Зашумели ветки, треснул сук, и прямо на Ветлугина вывалился медвежонок. Валентина Петровна вскрикнула. Зверь фыркнул и — наутек. Все это произошло в одно мгновение — Ветлугин даже испугаться не успел. Запомнились злобно блеснувшие глазки, коричневый мех, неприятный запах — и больше ничего. Валентина Петровна была ни жива ни мертва.
— Чуть не сшиб, — пробормотал Ветлугин, вслушиваясь в удаляющийся треск сучьев.
— Легко отделались. — Валентина Петровна наконец обрела дар речи. — Моего деда, когда я маленькой была, медведица задрала.
Прибежала Лариса Сергеевна:
— Что случилось?
— Медведь. Прямо на нас выскочил.
— Небольшой, — уточнил Ветлугин.
Глядя на помертвевшее лицо подруги и на озадаченного учителя, Лариса Сергеевна подумала, что медвежонок, должно быть, испугался не меньше их.
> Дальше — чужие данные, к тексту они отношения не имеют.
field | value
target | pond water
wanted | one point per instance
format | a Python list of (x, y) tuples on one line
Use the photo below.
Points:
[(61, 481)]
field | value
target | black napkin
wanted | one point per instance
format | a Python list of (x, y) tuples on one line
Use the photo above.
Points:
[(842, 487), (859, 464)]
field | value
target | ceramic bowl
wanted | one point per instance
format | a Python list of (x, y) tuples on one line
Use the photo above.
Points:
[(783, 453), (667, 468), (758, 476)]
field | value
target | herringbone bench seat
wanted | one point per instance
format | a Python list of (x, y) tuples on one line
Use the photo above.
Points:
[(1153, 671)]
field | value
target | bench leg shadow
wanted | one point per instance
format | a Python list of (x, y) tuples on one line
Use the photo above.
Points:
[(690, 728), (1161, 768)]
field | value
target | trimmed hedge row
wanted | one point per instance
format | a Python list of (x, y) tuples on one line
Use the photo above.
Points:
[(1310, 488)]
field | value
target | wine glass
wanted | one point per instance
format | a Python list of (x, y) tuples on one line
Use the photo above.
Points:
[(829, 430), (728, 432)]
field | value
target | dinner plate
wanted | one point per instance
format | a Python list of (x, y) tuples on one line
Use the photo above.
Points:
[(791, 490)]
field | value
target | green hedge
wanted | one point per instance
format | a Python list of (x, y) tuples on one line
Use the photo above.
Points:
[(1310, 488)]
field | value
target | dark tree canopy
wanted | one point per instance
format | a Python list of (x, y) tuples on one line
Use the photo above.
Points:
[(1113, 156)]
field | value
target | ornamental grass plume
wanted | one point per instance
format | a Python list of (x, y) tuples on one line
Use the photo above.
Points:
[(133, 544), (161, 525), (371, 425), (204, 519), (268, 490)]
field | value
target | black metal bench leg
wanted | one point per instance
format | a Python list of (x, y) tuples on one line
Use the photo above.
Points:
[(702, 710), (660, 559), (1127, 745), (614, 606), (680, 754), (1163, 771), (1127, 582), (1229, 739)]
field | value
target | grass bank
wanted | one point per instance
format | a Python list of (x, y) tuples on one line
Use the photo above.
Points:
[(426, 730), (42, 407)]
Сказала:
— Он ягодами лакомился и не помышлял ни о чем худом.
Через несколько минут выяснилось — нет Петьки. Все встревожились, стали аукать, кричать. Анна Григорьевна расплакалась, сказала, что медведь — это медведь, а Петька — еще мальчишка.
Нашел его Ветлугин. Петька спал под осиной. По его намазанному соком лицу ползали мухи, рот был полуоткрыт.
— Обормот! — накинулся на сына Василий Иванович. — Мать с ума сходит, а он, как в постели, развалился.
— Перестань! — остановила мужа Анна Григорьевна. — Разморило от жары — вот он и уснул.
Петька таращился, долго не мог сообразить, почему встревожилась мать и рассержен отец.
Решили, поскольку время обеденное, перекусить. Выложили помидоры, огурцы, лук, сваренные вкрутую яйца. Василий Иванович достал бутылку с тряпицей в горлышке, налил себе и Ветлугину.
— На можжевельнике настояна.
— И мне плесните! — Узкоглазый шофер тоже протянул кружку.
— Тебе нельзя, — сказал Василий Иванович.
— Хоть капельку! Я же, сами знаете, даже под этим делом машину как по линеечке веду.
— Не положено! — отрезал Василий Иванович. — Ненароком остановят — тебе неприятность и мне.
Шофер рассмеялся.
— Кто остановит-то? На весь район два инспектора.
— Пусть выпьет, — сказала Анна Григорьевна. — Домой еще не скоро поедем — выветрится хмель.
Ветлугин понюхал хлебную корочку и вдруг услышал треск валежника. Из ельника вышел, поправляя на ходу сползавшую с плеча двустволку, небритый мужчина — в рубахе навыпуск, в дырявых сапогах, в лихо сдвинутой кепчонке. Ветлугин узнал — Рассоха. Впереди него бежала собака — рыжая, похожая на лису. Василий Иванович поспешно спрятал бутылку.
Рассоха подошел, снял двустволку. Была она старенькая, с трещиной на прикладе, обмотанном проволокой. Собака легла около ног, вывалила язык, преданно поглядывала на хозяина.
— Выпивали? — весело спросил Рассоха и повел носом, будто принюхивался.
— Всего чекушка была, — проворчал Василий Иванович.
Рассоха растянул рот до ушей. Зубы у него были с щербинками, прокуренные.
— Небось испуг взял — попрошу? Не угадал! Кончилась моя болезня. Теперь только похмеляться буду, а пить ни-ни. Душа сама подскажет, когда снова начать.